Species of gastropod

Cerithideopsis scalariformis, commonly known as the ladder hornsnail, is a species of sea snail, a marine gastropod mollusk in the family Potamididae. This amphibious species occurs in the western Atlantic Ocean, the Caribbean Sea and the Gulf of Mexico. The maximum recorded shell length is 33 mm.

==Description==
Like other members of its genus, the ladder hornsnail has an elongated, spirally coiled shell. The radula, the rasping structure used in feeding, lacks cusps on the underside of its rachidian tooth. This species is usually some shade of grey, the transverse sculpturing often being eroded and whitish. It grows to a maximum length of 33 mm.

==Distribution and habitat==
This species is native to the warm waters of the tropical and subtropical western Atlantic Ocean, the Caribbean Sea and the Gulf of Mexico. Its range includes the coast of Georgia and the west and east coasts of Florida, including the Indian River Lagoon. It is an amphibious species, living in mud above and below high water mark. Within its range, it is plentiful in tidal creeks, estuaries, salt marshes and mangrove swamps. It is tolerant of wide variations in temperature and is resistant to desiccation.

==Ecology==
The ladder hornsnail feeds on detritus and microalgae. It is predated by mud crabs and probably also by fiddler crabs, blue crabs, clapper rails, other wading birds, opossums and raccoons. Juveniles sometimes exhibit incomplete tentacles, and this may be the result of attacks by killifish.
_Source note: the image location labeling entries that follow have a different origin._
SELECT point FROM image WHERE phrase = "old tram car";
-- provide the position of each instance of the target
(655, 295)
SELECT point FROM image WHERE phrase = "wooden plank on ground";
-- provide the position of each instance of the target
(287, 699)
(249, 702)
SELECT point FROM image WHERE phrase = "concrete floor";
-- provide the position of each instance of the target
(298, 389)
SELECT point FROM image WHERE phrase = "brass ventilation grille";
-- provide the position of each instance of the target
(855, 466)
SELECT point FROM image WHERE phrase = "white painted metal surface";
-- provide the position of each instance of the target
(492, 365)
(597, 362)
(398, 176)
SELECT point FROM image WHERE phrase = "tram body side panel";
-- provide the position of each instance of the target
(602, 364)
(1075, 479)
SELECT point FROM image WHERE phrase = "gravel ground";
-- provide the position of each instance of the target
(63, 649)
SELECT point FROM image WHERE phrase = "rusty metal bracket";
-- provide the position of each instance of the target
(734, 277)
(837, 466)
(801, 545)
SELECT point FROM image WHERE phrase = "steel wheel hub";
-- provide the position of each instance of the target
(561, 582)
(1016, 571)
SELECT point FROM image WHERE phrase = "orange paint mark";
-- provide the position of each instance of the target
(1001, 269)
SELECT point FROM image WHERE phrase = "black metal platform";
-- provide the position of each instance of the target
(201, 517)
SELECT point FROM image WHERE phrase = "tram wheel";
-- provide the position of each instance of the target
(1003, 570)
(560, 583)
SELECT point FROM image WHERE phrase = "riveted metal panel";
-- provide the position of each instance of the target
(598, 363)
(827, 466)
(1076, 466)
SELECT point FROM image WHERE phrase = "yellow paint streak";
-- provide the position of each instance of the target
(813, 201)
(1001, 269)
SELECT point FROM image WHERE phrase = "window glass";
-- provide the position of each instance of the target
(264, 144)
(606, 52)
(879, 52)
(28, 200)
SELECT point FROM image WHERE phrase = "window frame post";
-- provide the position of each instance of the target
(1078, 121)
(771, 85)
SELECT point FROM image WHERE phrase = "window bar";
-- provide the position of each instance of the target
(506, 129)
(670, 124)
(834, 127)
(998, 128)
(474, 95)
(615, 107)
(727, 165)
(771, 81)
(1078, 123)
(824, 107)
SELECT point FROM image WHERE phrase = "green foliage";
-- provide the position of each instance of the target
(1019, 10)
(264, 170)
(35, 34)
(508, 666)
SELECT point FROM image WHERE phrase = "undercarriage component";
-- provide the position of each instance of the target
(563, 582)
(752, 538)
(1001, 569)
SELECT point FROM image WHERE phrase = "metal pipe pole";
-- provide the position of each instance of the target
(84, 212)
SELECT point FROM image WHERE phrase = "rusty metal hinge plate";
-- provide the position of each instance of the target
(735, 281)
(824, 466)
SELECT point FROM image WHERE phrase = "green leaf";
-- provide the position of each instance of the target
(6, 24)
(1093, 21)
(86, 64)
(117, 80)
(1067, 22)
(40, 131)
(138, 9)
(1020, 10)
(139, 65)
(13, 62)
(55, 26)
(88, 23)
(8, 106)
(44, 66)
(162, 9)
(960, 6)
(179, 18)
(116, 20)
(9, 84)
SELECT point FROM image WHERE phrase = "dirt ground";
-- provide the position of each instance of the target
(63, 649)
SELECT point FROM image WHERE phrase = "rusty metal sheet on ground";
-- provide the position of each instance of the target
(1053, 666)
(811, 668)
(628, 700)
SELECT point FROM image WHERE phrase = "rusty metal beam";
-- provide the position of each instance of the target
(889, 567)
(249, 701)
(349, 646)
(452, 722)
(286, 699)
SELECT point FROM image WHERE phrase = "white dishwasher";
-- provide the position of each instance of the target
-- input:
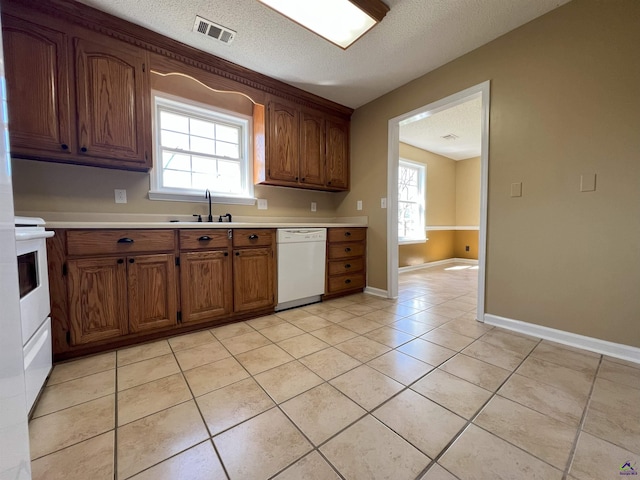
(301, 266)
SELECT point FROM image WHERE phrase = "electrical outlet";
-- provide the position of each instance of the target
(121, 195)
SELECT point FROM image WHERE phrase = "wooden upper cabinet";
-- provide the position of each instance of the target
(97, 299)
(284, 146)
(205, 282)
(337, 155)
(312, 149)
(36, 70)
(112, 101)
(151, 292)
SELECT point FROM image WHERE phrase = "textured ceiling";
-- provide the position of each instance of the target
(463, 120)
(414, 38)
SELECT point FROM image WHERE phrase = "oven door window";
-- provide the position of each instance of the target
(28, 272)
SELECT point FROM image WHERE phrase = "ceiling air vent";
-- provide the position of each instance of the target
(213, 30)
(450, 136)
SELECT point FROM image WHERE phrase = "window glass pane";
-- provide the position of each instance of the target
(205, 165)
(227, 150)
(176, 161)
(172, 121)
(227, 133)
(203, 128)
(176, 179)
(202, 145)
(174, 140)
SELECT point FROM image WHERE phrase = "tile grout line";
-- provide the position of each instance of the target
(574, 447)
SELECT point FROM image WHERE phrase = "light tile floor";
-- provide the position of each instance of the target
(356, 388)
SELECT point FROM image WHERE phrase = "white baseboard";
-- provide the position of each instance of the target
(437, 264)
(617, 350)
(378, 292)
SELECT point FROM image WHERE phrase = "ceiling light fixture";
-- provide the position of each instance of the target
(341, 22)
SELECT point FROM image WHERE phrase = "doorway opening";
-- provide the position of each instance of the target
(482, 92)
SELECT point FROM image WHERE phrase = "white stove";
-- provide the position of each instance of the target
(35, 308)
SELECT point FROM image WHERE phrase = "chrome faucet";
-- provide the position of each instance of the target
(207, 194)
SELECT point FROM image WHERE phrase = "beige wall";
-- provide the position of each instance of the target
(468, 192)
(564, 101)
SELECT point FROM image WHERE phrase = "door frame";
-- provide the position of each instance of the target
(481, 90)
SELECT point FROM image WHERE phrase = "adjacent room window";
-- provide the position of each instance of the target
(199, 148)
(411, 202)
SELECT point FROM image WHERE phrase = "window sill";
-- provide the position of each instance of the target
(193, 198)
(412, 241)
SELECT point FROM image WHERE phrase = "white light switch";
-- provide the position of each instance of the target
(121, 196)
(588, 182)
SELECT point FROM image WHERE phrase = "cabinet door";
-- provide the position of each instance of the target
(37, 88)
(312, 148)
(284, 138)
(337, 155)
(205, 282)
(253, 279)
(112, 103)
(151, 291)
(97, 299)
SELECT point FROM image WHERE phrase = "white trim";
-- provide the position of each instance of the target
(393, 149)
(408, 268)
(378, 292)
(186, 197)
(617, 350)
(451, 227)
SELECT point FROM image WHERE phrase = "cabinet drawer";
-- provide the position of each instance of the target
(346, 282)
(202, 239)
(341, 267)
(346, 250)
(246, 237)
(346, 234)
(104, 242)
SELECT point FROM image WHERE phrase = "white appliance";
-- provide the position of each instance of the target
(15, 463)
(301, 266)
(33, 280)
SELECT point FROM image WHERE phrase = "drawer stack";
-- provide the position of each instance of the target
(346, 261)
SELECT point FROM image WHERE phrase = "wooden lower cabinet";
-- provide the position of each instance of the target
(205, 285)
(97, 299)
(151, 281)
(253, 279)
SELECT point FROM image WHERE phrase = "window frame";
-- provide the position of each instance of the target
(183, 106)
(422, 189)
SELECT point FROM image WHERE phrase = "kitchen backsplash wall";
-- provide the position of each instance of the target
(51, 187)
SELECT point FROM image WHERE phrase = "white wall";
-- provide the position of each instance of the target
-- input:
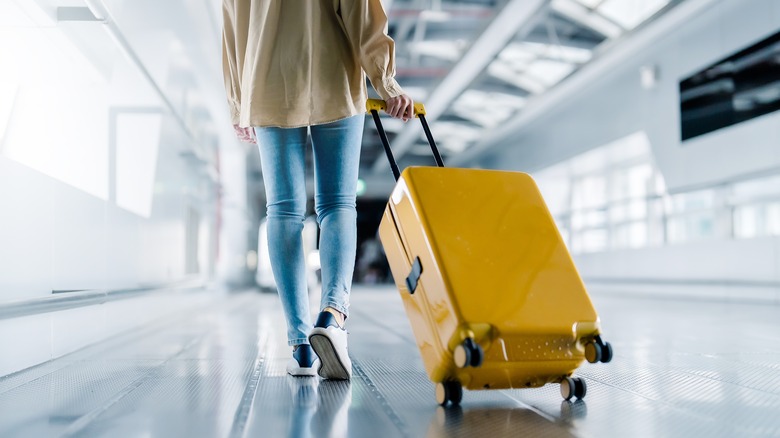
(615, 105)
(99, 184)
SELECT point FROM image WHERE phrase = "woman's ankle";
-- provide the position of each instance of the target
(340, 317)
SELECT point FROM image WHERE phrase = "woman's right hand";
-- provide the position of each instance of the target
(400, 107)
(247, 135)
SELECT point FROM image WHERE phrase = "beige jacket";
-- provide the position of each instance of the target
(291, 63)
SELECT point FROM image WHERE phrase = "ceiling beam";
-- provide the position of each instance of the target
(516, 16)
(611, 58)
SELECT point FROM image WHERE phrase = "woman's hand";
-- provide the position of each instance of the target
(400, 107)
(247, 135)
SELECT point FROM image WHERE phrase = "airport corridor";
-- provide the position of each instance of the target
(681, 368)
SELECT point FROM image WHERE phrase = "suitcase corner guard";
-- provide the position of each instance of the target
(414, 277)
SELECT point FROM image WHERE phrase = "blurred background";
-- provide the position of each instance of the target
(648, 125)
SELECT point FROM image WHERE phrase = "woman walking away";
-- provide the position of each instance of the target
(294, 68)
In the Indian River Lagoon, breeding takes place between September and November, when jelly-clad spirals of bright green eggs are produced. The eggs hatch after about three weeks and the young develop directly into juveniles without a free-living larval stage. The juveniles tend to live underwater while the adults mostly live above high water mark. The juveniles reach maturity by August or September. Over time, the shells of adults become eroded and they are often parasitized by trematodes; most individuals probably die in their second winter.